Above: A captured Fu-Go balloon relaunched by the American Military for research purposes. (Image from Wikipedia Commons - click to enlarge)
By examining the sand ballast attached to the object they were able to establish that the sand came from Japan and that the balloon was filled with hydrogen. Furthermore it was found that the balloon itself was made from a special type of paper called washi – a Japanese product.
It was realised that the Japanese were launching bomb-carrying balloons from Japan, and these were climbing to an altitude of around 10km where they were picked up by the upper level jet stream that carried them across the Pacific Ocean to the United States. After a journey of around three days the balloons arrived over North America and the bombs, usually consisting of incendiary and antipersonnel devices, were jettisoned automatically.
Left: The Fu-Gos were carried across the Pacific Ocean from Japan to North America in the upper air jet streams. A typical journey took three days. (Click to enlarge)
Jet streams are high speed rivers of air moving from west to east in the upper levels of the atmosphere and occur as a result of temperature differences and the spin of the Earth. Wind speeds in excess of 250 kph (155 mph) sometimes occur.
The jet stream made visible by cloud. This view taken from the Space Shuttle, shows the jet stream across eastern Canada in May 1991. (NASA image - click to enlarge)

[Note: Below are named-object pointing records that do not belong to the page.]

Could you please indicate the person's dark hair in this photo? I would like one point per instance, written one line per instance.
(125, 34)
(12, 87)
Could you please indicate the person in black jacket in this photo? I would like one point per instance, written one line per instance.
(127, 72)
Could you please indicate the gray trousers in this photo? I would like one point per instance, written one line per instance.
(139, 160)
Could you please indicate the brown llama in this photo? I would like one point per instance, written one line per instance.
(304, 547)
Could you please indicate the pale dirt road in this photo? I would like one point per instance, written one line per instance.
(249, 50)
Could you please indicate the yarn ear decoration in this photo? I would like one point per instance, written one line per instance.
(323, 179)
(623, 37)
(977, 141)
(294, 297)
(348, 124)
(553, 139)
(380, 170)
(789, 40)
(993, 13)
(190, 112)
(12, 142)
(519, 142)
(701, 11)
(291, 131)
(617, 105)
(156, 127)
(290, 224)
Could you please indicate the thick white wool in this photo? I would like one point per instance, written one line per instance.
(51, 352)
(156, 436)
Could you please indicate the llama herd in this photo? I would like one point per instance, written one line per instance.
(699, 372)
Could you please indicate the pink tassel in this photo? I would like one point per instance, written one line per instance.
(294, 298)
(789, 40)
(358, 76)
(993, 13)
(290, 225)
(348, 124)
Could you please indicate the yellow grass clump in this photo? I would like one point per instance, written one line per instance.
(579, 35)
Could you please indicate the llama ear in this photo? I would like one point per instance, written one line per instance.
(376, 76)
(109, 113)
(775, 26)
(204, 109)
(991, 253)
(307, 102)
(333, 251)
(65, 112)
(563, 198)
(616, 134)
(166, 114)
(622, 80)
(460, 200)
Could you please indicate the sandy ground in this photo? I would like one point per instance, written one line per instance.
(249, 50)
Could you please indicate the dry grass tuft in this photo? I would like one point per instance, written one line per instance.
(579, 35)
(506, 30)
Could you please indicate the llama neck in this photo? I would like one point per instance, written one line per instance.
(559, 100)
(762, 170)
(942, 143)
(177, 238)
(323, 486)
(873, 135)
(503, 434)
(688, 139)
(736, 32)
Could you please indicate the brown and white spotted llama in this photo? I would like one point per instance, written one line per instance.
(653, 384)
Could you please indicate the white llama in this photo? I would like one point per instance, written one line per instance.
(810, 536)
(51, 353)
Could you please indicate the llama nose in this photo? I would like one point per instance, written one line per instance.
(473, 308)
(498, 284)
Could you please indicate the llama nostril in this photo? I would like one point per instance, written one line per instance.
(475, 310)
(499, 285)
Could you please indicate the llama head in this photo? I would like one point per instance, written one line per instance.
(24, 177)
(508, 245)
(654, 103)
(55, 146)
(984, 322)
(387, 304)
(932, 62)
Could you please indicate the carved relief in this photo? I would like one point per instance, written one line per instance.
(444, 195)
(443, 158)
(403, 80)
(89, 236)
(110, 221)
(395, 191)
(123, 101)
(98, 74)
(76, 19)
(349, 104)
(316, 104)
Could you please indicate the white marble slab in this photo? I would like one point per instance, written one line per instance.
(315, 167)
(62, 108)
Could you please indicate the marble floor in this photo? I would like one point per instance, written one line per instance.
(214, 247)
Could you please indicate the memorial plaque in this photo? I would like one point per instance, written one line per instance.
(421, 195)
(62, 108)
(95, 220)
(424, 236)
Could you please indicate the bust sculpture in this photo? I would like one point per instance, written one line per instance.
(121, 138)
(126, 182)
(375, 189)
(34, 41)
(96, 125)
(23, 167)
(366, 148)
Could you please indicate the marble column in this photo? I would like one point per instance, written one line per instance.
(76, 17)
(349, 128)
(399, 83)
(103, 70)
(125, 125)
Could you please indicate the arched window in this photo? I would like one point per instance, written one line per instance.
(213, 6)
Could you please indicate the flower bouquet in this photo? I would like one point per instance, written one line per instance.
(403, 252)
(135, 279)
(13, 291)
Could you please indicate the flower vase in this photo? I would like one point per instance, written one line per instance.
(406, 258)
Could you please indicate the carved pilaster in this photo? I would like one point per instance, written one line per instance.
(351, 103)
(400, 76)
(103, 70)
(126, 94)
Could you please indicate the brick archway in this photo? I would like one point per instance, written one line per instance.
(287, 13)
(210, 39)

Normally there are four such streams, two in each hemisphere, called the polar jet and subtropical jet and these tend to move in waves around the Earth. These jets also move north and south according to the seasons and affect different parts of the USA at different times of the year.
The US Government wanted to avoid public panic and ordered that the presence of the balloons be kept secret, but after a family was killed by an explosion in Southern Oregon, warnings were issued to the public.
Between November 1944 and April 1945 the Japanese launched some 9300 balloons with around 300 reaching the USA. Bombs were dropped over widespread areas including Alaska, Washington, Oregon, California, Arizona, Idaho, Montana, Utah, Wyoming, Colorado, Texas, Kansas, Nebraska, North and South Dakota, Michigan and Iowa, as well as Mexico and Canada. Interestingly there were a few cases where the balloons missed their mark and circumnavigated the globe, crossing back over Japan after a week or so in the air.
Government authorities were particularly worried that the incendiary bombs could trigger forest fires and even more by the possibility that the balloons could be used to introduce biological agents and livestock diseases into the USA. Fighters were ordered to intercept and shoot down the balloons wherever possible but after B29 bomber raids destroyed two of Japan’s main hydrogen producing plants in April of 1945, the Japanese abandoned the offensive.
Left: Gun camera footage of Fu-Go's being shot down by American fighters during the latter stages of World War 2. (Image from Wikipedia Commons)
The Fu Go balloon bomb would go down in the history books as a fairly ineffective device but it produced widespread concern across the USA and was one of the very few times the mainland of North America was actually attacked by an enemy during armed conflict.